Mox-Linde Gases
- Formerly: Malaysia Oxygen Berhad (MOX)
- Company type: Private Limited Company
- Industry: Chemical industry
- Founded: 1960
- Headquarters: Petaling Jaya, Malaysia
- Parent: Linde plc
- Website: www.mox-linde.com.my

= Mox-Linde Gases =

Mox-Linde Gases Sdn. Bhd. (formerly known as Malaysia Oxygen Berhad or MOX) was a Malaysian industrial gases company. Established in 1960, MOX specializes in providing total gas solutions, namely manufacturing and distributing industrial, special and medical gases, installations of gas equipment, pipelines and engineering services. MOX also offer packaged chemicals, welding and consumables products.

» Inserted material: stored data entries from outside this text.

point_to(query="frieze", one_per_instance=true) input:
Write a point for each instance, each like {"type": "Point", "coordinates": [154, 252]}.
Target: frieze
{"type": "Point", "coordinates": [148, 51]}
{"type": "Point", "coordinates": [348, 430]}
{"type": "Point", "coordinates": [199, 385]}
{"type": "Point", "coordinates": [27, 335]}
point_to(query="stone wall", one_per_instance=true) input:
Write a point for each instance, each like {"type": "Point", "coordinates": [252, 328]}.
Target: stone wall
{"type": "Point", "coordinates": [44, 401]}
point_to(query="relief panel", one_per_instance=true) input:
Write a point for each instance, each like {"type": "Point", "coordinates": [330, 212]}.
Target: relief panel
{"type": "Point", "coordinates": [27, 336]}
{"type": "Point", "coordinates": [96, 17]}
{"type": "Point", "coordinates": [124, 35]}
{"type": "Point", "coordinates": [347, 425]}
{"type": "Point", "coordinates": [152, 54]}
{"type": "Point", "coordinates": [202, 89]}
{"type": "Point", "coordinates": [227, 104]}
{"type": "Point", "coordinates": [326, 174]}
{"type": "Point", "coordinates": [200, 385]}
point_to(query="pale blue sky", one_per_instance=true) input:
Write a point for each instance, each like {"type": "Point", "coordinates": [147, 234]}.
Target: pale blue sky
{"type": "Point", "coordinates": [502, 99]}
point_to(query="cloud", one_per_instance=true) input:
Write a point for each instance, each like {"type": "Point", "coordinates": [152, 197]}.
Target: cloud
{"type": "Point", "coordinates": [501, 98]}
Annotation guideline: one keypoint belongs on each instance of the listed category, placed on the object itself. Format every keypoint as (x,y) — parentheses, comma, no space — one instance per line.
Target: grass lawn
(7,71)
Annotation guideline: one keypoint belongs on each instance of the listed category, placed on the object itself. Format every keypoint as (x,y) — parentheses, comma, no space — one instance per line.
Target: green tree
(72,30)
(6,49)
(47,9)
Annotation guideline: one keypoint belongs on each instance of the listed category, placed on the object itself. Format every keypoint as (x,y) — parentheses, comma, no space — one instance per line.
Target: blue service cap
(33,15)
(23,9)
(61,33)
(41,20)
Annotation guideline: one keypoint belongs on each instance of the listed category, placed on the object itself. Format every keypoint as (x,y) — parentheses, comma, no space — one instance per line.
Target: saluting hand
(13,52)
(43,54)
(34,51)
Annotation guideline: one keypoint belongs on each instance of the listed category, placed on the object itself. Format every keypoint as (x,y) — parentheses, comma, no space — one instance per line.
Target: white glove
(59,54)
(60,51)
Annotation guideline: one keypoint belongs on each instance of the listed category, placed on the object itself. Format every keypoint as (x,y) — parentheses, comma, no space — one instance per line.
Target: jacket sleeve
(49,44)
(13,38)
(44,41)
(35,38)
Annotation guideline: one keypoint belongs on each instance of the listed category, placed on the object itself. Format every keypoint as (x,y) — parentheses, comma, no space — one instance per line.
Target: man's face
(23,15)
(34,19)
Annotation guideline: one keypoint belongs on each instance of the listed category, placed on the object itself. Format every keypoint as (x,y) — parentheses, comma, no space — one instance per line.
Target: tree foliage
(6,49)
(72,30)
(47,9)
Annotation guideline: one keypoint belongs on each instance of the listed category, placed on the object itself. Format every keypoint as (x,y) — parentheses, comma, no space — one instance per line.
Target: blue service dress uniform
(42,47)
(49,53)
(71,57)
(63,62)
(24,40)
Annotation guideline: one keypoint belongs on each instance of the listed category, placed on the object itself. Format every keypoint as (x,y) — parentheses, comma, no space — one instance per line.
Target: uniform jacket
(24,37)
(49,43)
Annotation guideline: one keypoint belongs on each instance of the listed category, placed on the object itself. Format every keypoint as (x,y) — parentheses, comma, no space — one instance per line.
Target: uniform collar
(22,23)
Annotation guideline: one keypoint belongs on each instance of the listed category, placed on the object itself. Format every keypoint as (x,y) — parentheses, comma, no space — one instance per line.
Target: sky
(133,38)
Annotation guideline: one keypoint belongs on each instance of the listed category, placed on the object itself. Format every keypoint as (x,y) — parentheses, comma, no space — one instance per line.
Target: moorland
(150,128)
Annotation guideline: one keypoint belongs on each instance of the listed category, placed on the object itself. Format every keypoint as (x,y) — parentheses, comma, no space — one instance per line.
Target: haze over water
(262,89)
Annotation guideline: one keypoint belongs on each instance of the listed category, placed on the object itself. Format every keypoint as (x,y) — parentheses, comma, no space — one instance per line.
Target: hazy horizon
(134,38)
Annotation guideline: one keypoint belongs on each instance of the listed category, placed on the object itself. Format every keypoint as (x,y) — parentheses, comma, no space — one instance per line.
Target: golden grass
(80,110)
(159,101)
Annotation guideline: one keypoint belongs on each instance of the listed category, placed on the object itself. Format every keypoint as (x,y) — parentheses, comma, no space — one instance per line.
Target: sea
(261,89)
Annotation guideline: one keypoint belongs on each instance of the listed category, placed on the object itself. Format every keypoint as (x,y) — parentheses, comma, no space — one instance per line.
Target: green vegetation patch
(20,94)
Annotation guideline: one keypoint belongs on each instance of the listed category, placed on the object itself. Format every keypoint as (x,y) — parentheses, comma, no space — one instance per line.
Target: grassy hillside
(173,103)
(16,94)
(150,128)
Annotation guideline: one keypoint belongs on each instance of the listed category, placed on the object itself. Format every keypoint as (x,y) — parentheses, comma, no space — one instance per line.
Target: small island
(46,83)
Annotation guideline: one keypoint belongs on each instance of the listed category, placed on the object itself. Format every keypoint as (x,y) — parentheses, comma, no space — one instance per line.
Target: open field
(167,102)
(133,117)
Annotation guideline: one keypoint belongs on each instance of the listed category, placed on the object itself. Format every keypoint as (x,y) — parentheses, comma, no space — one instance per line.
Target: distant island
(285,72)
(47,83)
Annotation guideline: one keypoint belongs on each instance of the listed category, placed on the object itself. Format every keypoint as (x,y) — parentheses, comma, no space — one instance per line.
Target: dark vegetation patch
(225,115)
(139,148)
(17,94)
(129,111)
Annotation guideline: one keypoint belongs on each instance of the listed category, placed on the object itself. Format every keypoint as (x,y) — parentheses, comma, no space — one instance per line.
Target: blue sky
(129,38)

MOX is a member of The Linde Group through share buyout in 2007.

MOX has 21 plants nationwide in industrial parks such as Shah Alam, Bayan Lepas, Kulim, Pasir Gudang and Kerteh. The company also has sales centers in major towns in Malaysia.

In 2010, MOX-Linde was named the Manufacturer of the Year in the large companies category by the Federation of Malaysian Manufacturers (FMM).

In 2012, the company was rebranded as Linde Malaysia.